At hızlandıkça Helly'e daha çok yapıştım. Ağaç eve geldiğimizde, Helly bana kışkırtıcı bir gülüşle bakıyordu. "Noldu, küçük Esalcik? Hızdan korktuğun için bana mı yapıştın?" Dedi. Bu kız elbet elimde kalacaktı. "İlk başta küçük Esalcik demeyi kes" Dedim, bileğimi ovuşturarak. "Nedenmiş? Hoşuna mı gitmemiş küçük Esal'in?" Dedi yüzündeki gülümseme daha da büyürken. "Bir gün elimde kalacaksın ama..." Derken hala bileğimi ovuşturuyordum. "Birşey mi dedin? Küçük Esalcik?" Bu artık, sinir bozucu olmaya başlamıştı. "Demedim. Dediysem bile, seni ne ilgilendirir?" Dedim, yüzüne pür dikkat bakarken. "İçinden ya beni dövmek geçiyor ya da içeri girip benden kurtulmak. Sakın. Beni dövmeye kalkışma. Yanan sen olursun" Dedi, bir çocuk gibi uyarılmış hissettim kendimi. "İçeri girsem iyi olacak. Görüşmemek üzere!" Derken hem merdivenlerden çıkıyordum, hemde Helly'e el sallıyordum. Atına binip uzaklaşmaya başladı. Ben ise kapıyı çaldım. Zile bastığım anda öyle bir kuş ciyakladı ki, kulaklarımı kapatmak zorunda kaldım. Kapı açıldığında, Elson ile karşılaştım. Geçmem için geriye çekildiğinde, daha çok içeriyi görmemi istemişti. İçerisi darma dumandı. Elson'un genel kıyafetleri yerlerdeydi.

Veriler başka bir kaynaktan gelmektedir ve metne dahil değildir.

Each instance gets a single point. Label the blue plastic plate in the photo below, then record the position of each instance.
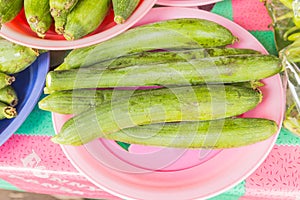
(29, 84)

Meyvelerden bazıları yere düşmüştü. Ve bir koltuk ters dönmüştü. "Hey! Neler oldu burada?"
ŞİMDİ OKUDUĞUN
Mariposa
FantasyEsal arkadaşı ile bir etkinliğe katılır. Etkinlikte lunaparka giderler. Lunaparkda Esal'ın arkadaşı bir anda kaybolur ve Esal arkadaşını aramaya başlar, bir anda kendini farklı bir dünyada bulur ve hikaye burada başlar...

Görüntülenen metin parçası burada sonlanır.